Disputes are common in the securities industry. Unresolved disputes can lead to costly litigation and other issues that compromise the reputation, credibility and success of the brokers or securities agencies. Though you cannot predict when disputes may occur, it is important for you to know the type that you may encounter as a broker in order to implement the right resolution tactics.
Securities professionals must follow certain laws and regulations for all transactions. Failure to do so can lead to fines, sanctions, criminal charges and other penalties. Read on to learn about two common types of securities disputes.

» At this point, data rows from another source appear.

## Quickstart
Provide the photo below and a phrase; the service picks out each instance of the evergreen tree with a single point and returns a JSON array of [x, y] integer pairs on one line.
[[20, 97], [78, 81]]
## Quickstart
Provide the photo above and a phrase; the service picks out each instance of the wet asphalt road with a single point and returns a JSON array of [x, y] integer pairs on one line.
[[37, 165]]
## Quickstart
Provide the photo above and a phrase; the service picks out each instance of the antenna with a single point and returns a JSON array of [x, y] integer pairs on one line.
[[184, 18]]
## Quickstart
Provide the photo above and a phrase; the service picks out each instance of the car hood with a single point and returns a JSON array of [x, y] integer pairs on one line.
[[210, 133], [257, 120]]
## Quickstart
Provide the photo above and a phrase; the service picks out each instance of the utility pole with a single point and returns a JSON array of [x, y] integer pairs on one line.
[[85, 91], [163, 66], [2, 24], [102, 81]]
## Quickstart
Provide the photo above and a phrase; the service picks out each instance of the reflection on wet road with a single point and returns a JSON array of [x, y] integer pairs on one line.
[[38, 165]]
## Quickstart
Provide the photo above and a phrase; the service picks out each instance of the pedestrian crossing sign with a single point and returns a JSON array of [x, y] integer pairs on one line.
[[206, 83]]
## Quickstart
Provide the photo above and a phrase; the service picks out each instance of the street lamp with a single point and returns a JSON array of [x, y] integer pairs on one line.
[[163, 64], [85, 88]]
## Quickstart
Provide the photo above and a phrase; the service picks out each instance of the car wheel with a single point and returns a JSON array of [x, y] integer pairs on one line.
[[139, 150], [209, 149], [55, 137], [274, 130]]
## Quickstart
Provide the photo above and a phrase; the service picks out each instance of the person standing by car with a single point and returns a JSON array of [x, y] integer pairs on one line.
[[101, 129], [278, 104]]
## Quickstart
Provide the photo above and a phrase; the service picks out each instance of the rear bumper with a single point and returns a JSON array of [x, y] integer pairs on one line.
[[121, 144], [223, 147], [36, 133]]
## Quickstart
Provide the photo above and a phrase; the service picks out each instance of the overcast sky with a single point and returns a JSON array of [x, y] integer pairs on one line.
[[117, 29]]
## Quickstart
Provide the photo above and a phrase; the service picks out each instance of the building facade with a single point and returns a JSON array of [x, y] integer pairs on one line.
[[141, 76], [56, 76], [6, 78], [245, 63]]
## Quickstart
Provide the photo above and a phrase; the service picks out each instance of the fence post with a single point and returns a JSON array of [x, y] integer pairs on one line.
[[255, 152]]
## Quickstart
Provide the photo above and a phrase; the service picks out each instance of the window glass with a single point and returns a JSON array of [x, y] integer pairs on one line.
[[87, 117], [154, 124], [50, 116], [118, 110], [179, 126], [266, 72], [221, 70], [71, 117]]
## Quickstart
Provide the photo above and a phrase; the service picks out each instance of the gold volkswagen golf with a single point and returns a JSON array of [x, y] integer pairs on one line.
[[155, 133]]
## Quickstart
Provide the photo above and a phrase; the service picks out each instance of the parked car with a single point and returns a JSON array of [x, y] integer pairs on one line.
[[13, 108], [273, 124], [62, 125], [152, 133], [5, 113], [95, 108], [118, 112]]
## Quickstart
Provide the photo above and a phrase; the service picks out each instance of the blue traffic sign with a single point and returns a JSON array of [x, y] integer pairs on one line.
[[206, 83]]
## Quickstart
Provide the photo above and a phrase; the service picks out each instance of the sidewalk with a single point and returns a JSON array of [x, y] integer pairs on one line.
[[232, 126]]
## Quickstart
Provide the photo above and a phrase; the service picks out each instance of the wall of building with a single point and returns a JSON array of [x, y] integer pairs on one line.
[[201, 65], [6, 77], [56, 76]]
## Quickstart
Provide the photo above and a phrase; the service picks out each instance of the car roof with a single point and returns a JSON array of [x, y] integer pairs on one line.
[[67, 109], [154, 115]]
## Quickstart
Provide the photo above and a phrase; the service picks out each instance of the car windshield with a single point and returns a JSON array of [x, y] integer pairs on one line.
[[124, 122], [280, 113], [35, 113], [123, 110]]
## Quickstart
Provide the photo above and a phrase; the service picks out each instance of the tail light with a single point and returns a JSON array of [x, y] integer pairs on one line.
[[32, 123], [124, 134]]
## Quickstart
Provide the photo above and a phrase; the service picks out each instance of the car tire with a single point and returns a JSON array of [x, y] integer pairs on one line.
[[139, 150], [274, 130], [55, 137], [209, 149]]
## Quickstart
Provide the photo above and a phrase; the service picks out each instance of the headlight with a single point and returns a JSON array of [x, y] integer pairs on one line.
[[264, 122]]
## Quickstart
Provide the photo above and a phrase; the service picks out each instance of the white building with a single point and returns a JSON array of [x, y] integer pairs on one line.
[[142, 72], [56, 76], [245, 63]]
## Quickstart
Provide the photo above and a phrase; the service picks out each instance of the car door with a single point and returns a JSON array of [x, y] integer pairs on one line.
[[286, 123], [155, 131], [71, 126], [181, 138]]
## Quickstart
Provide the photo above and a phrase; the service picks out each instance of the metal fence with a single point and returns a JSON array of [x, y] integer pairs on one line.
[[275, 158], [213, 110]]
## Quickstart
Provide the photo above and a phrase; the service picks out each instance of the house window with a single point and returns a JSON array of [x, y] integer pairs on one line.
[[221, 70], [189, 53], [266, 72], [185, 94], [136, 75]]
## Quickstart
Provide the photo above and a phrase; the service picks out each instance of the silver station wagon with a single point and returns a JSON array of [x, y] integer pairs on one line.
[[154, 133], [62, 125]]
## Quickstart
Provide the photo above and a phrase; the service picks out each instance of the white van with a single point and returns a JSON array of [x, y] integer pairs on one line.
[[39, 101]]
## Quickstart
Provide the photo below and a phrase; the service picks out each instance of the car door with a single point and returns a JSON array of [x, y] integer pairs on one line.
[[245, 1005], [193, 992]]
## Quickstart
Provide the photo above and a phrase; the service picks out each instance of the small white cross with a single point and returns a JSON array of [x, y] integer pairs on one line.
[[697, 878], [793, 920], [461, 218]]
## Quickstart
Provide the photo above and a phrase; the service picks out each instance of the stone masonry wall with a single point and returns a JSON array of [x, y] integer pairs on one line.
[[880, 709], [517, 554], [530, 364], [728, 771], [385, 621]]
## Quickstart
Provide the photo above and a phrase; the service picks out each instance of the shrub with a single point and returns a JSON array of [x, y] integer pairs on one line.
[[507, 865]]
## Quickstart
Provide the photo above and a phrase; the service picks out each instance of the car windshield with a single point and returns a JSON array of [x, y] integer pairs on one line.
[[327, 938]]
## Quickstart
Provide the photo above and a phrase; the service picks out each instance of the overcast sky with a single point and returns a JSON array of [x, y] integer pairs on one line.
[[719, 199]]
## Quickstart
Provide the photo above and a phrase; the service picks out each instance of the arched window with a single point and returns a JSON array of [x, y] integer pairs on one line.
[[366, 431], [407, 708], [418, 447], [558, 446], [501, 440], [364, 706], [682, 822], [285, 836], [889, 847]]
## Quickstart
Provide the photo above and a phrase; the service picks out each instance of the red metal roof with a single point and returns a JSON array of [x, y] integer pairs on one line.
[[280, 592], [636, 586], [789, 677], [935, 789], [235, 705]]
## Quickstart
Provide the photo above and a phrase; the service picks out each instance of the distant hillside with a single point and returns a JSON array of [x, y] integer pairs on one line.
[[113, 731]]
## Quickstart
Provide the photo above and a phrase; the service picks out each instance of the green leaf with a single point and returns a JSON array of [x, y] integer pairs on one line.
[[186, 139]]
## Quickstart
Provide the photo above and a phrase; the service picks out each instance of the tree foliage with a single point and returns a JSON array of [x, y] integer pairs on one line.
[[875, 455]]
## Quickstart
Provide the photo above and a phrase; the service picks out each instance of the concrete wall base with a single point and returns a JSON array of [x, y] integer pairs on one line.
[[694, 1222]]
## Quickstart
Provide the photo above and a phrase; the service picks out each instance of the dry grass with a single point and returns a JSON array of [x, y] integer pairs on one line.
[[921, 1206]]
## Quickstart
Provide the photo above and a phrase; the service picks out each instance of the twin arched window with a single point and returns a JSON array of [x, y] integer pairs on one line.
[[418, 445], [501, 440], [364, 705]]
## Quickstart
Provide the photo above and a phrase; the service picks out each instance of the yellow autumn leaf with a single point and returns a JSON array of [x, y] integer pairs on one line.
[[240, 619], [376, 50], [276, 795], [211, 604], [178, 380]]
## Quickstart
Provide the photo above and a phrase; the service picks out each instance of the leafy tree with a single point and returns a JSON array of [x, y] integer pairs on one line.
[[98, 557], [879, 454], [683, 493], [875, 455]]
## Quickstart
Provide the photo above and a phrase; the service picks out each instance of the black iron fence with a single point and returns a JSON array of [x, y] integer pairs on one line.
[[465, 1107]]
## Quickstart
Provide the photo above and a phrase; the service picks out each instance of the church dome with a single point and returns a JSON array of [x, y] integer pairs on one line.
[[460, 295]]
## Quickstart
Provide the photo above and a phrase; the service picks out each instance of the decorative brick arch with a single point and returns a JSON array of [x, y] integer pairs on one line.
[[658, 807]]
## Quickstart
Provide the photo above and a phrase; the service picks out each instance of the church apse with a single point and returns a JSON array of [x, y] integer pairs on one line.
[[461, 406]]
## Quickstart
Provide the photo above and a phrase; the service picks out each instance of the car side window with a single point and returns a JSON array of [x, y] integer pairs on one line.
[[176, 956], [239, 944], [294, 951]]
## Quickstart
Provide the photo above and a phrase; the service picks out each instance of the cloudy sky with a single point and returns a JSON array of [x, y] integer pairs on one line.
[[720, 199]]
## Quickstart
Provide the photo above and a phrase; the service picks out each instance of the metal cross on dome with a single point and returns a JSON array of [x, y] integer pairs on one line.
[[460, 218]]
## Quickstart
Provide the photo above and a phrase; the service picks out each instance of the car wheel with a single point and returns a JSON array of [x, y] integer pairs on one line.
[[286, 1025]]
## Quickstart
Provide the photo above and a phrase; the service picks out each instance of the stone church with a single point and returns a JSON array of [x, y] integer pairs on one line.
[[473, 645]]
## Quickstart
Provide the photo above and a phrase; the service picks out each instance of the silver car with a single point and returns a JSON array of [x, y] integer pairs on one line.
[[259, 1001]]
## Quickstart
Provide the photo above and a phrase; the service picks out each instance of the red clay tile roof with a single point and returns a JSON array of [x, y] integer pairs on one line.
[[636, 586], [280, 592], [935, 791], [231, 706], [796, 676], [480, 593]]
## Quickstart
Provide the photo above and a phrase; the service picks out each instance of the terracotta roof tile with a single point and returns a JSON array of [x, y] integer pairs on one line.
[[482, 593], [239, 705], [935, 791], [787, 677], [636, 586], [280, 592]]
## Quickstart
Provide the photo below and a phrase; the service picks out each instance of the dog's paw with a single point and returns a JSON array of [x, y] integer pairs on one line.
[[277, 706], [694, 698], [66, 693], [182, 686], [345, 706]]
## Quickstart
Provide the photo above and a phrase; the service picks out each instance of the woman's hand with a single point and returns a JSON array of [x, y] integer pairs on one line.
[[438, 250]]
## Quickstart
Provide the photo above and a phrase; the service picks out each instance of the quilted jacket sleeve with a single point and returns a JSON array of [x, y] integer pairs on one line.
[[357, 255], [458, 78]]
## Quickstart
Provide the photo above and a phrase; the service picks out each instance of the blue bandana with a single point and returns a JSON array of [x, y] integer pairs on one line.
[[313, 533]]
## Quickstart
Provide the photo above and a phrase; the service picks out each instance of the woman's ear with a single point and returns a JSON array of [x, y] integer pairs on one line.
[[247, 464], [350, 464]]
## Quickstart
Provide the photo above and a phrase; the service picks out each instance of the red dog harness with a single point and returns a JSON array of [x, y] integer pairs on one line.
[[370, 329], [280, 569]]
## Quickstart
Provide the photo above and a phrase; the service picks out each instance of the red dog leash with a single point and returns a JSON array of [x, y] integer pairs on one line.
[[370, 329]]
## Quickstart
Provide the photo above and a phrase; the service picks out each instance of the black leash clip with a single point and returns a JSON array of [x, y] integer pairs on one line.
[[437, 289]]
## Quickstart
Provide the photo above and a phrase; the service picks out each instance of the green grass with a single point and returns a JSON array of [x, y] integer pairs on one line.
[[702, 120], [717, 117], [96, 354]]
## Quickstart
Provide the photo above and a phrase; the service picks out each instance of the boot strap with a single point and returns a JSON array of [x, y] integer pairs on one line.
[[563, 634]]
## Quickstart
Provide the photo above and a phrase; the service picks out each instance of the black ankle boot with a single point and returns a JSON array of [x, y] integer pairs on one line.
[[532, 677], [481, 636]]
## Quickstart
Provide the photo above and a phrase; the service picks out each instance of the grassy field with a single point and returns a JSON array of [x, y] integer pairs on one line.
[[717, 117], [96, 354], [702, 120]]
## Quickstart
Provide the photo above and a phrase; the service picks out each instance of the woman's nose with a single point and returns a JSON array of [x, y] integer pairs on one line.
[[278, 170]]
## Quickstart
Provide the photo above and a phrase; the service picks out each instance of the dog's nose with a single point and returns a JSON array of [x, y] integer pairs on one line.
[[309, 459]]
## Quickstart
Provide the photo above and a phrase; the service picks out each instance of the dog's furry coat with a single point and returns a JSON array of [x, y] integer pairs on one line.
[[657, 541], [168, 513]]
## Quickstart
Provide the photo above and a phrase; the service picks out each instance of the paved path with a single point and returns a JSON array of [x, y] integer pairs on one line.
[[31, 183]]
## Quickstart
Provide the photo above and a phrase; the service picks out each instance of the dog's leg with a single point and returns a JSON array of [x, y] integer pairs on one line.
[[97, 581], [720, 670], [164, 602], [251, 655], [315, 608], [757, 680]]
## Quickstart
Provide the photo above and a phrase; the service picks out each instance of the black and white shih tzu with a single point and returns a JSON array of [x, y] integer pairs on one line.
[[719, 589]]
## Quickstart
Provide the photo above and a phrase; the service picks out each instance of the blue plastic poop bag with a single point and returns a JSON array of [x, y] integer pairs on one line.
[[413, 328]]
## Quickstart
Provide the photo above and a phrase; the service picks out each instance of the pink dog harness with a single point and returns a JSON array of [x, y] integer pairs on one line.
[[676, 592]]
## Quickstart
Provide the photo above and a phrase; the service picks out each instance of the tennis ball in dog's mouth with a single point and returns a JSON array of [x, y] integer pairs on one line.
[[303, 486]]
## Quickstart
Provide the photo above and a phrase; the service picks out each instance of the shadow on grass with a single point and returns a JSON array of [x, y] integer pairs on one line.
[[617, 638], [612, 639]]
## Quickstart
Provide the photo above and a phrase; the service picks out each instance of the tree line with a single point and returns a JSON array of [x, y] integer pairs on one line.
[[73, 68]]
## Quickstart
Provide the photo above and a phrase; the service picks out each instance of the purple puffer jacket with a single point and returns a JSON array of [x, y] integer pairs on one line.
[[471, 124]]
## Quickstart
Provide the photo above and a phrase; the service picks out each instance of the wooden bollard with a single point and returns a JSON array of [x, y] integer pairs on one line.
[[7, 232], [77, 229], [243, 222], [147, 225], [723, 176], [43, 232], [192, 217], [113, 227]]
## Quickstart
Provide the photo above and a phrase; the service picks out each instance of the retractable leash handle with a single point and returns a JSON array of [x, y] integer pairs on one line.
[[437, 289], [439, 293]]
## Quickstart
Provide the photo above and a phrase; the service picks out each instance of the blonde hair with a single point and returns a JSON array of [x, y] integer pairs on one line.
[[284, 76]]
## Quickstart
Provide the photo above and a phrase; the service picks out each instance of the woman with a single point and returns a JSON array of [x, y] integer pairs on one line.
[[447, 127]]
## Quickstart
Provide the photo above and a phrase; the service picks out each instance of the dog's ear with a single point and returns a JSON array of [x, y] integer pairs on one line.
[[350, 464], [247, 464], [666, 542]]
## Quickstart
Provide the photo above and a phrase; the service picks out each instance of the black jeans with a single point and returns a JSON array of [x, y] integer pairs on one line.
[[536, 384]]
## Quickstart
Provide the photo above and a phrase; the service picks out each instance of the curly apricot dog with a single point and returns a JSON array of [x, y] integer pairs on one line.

The laws regarding trading in the securities industry are specific. One requirement sets the frequency at which the purchase or sale of stocks or trades takes place in customer accounts. Brokers must follow all trading rules, regardless of what their personal or financial goals are. Some brokers violate multiple securities industry rules, laws and regulations for their own gain. Buying and selling stock or trades against the interest of customers for personal enrichment is churning. Churning is unlawful, unethical and can result in fines, reparations and regulatory penalties.
Breach of contract
Contract breaches are common when securities professionals violate the terms of their agreements with their customers or their place of work. It is not uncommon for some unsavory finance professionals to violate portions of or their entire contracts with their clients and employers for financial or professional gain.
Brokers have the experience, knowledge and skill necessary to mitigate the risks of the financial industry. They should not use their positions for personal or professional benefit. Customers who sustain losses or adverse outcomes due to the erroneous actions of a broker may file a claim for legal recourse.